# Some sponge filters, possible silent killer?



## Splak (May 1, 2013)

Well, I have a new thought, all of my shrimp tanks are currently using the cheap dual sponge filter you buy off ebay for like 3$ each (Model: XY-2831). They're great and all and work perfectly on my aquaclear intakes, but the suction cup quickly loses its suction ability and frequently falls off(for me atleast).

Now, on one tank I am using a 3-4 year old SeaPora 30 sponge filter that is weighed down from Big Al's. I noticed when I took this filter out of my 50g to move to a 10g to cycle fast that the bottom had what looked like rust staining on it.

Now I have lost 2 blue dream rili's this week, and the tanks been running for about 2 weeks. My thought is, could this rust I am seeing on the bottom of the sponge filter be leeching something bad into my tank and slowly picking off shrimps?

Anyone know where I can find weighed down sponge filters that won't have this kind of issue? Maybe one like the Seapora but made with stainless steel instead of the metal they used that is now rusting.

Thanks  

(PS: I know I post so much, but I have so many questions :S)


----------



## bettaforu (Sep 6, 2009)

you can make your own sponge filter that won't have this problem.

Use the aquaclear 110 sponge insert cut it in 2 or 3 whatever size you want
and silicone a ceramic tile (home depot) to the bottom. Cut a hole in the foam but not all the way to the bottom, and insert a piece of tubing that will stick out around 3 inch from the top of the sponge. Feed an airstone down into the
tubing and you have your own DIY weighted sponge filter that will more than
accommodate the biofilm for your shrimp tank.

I use this method myself...why pay for something that you can make cheaper 
and better. Ceramic doesn't leech anything and the holes in this foam are
big enough to make a great place for biofilm and shrimps to congregate on.

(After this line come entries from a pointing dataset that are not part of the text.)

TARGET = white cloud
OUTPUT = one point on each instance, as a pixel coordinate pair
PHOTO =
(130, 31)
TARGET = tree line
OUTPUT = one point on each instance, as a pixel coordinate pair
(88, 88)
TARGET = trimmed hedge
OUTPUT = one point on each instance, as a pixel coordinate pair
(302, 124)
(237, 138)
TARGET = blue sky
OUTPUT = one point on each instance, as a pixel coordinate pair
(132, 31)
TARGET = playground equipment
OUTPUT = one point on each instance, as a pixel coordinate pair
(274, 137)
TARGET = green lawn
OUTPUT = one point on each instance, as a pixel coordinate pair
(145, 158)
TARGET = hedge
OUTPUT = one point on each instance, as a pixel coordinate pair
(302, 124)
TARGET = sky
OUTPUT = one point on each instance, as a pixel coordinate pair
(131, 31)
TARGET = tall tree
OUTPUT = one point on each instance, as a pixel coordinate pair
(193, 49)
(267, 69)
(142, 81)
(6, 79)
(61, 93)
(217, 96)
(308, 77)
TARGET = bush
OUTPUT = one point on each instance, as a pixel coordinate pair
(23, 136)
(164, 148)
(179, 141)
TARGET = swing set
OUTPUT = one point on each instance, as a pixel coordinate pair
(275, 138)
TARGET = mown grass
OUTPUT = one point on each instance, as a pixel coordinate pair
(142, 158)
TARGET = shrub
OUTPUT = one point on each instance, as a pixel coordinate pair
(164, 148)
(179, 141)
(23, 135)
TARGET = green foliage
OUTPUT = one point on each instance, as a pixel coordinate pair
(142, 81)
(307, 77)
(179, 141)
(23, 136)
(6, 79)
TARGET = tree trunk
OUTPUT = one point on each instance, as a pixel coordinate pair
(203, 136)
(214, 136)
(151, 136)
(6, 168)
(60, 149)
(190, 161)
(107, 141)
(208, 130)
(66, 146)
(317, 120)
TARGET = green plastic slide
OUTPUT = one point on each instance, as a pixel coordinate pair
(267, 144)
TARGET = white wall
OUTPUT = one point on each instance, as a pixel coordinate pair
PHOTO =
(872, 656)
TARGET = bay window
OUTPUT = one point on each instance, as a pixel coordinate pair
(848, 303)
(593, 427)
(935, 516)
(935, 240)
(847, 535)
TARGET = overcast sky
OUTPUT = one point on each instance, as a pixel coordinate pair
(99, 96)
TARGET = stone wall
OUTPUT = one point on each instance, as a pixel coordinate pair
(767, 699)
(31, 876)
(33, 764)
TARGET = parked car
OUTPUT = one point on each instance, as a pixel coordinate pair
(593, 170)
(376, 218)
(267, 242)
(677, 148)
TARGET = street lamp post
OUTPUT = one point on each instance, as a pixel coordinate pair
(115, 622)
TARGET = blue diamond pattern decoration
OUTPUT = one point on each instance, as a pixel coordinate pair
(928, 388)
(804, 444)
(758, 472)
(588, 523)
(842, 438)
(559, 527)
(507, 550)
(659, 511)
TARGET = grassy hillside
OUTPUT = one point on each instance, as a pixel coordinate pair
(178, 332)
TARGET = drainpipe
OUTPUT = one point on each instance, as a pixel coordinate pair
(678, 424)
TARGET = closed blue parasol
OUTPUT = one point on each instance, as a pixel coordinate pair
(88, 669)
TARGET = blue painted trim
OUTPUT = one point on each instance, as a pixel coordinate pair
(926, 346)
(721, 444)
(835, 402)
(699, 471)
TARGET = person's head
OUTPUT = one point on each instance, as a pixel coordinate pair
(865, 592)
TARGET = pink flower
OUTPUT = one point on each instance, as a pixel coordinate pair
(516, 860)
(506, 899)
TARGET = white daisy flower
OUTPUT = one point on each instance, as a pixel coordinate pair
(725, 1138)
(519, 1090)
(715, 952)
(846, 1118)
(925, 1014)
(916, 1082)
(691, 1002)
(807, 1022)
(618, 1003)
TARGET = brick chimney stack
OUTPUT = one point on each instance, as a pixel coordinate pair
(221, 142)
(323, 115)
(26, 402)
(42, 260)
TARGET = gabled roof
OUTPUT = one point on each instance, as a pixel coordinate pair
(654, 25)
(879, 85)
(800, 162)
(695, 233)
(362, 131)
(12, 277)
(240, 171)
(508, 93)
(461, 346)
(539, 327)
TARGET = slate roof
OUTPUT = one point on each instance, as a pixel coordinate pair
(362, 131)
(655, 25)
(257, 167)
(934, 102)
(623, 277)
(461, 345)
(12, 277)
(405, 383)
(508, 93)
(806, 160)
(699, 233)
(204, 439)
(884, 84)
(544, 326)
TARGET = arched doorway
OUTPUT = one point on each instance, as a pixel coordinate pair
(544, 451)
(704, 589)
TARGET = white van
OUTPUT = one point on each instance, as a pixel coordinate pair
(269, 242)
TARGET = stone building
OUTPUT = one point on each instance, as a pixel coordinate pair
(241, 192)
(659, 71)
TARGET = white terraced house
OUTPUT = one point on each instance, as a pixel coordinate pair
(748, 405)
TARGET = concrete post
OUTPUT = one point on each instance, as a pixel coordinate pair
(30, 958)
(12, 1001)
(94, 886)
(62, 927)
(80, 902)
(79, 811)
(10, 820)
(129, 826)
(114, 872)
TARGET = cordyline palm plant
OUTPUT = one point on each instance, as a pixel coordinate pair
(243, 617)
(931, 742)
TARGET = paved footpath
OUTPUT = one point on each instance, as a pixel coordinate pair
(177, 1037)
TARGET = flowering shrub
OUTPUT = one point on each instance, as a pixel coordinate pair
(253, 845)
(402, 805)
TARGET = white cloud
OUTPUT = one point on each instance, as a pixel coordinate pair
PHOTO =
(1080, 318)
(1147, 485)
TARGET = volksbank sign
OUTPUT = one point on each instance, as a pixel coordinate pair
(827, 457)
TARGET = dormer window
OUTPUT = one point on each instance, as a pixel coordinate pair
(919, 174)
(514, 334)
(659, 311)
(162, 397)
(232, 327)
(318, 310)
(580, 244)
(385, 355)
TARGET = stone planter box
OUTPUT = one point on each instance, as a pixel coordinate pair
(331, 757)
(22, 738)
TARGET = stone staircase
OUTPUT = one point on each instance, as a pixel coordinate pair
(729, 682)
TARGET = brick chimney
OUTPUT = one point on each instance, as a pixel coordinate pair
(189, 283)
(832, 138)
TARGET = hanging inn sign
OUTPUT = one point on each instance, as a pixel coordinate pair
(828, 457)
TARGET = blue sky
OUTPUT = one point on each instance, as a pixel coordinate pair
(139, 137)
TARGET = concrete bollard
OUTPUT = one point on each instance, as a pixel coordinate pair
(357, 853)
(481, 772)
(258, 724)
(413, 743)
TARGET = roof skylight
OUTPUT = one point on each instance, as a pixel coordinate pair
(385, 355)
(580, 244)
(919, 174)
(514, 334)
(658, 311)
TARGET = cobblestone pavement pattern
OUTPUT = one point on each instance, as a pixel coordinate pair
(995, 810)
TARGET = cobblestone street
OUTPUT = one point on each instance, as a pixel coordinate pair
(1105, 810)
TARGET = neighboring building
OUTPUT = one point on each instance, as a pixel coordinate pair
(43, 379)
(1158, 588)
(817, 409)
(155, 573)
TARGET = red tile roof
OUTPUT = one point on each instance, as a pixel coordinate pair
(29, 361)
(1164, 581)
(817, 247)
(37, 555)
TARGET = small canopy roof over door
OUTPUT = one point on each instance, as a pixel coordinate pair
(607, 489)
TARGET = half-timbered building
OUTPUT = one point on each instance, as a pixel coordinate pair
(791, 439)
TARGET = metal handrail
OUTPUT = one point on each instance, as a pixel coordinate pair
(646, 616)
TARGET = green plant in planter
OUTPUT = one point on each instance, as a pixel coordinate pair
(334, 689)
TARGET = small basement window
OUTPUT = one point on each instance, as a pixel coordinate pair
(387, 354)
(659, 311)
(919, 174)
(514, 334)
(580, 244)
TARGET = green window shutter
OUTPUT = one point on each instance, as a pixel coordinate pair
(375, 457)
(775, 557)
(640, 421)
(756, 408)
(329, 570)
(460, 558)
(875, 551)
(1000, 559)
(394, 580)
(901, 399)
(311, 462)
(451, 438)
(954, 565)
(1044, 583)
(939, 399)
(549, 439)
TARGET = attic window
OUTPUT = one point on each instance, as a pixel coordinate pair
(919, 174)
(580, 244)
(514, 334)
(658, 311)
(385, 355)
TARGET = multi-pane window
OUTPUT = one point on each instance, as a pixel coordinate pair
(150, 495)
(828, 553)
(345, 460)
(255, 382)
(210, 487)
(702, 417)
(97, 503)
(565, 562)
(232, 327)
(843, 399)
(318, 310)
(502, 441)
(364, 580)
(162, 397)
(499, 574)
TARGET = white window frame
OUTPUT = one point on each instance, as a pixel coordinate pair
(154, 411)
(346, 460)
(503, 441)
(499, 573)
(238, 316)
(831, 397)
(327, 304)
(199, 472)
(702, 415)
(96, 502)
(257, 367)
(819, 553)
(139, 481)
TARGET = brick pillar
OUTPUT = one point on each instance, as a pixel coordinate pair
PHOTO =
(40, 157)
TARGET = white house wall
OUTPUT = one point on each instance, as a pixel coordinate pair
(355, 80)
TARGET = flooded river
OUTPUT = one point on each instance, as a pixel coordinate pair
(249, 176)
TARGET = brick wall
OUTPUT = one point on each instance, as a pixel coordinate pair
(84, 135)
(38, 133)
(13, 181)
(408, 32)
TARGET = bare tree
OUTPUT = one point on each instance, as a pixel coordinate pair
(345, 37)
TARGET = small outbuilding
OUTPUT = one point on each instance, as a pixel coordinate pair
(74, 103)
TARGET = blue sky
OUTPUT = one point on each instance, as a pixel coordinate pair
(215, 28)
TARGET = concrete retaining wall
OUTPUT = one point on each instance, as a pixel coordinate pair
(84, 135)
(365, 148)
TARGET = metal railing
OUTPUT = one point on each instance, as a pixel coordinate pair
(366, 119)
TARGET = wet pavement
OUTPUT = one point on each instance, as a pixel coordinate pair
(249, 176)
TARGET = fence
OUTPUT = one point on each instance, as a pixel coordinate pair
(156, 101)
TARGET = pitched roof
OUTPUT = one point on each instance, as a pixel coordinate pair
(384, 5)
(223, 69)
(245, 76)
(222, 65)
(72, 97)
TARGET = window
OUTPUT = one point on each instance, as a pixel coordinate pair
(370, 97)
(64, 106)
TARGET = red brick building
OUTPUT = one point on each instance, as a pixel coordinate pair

I have those dual sponges too and am constantly having to rinse them out because they clog up too easily. My shrimps LOVE the big aquaclear diy
sponge.


----------



## Splak (May 1, 2013)

I think that's what I'll have to do. I'm just such a neat freak and prefer everything in my tank look good. Hopefully I can make them not so ugly as what I'm thinking they'll look like haha.


----------



## deepblue3 (Jan 11, 2014)

Thats too bad your having a problem with the sponge filters from China. I have been using them for a really long time, and they stay put. Perhaps if they are old the suction wears out, but the new ones you should be able to get them to stick , once the are on hard to take off..

Good luck!


----------



## Jeff B (Jul 27, 2010)

You could try using replacement suction cups. These ones might work: http://www.aquariumsupplies.ca/aquarium/advanced_search_result.php?keywords=holder

Or you could try tying the filters to a rock or something else heavy with fishing line.

I do agree that the fine filters can clog quick. I just switched out a fluval pre filter on an Aquaclear for a home made one from an Aquaclear sponge because the fine holes were clogging too quickly.


----------



## Splak (May 1, 2013)

Ill try new cups first, then if that fails make my own sponge filters. 

I havent had an issue with clogging yet,... mind you my tanks only have like 20 shrimp per tank atm lol.. But it seems like making sponge filters with aquaclear might be the way to go for the long run


----------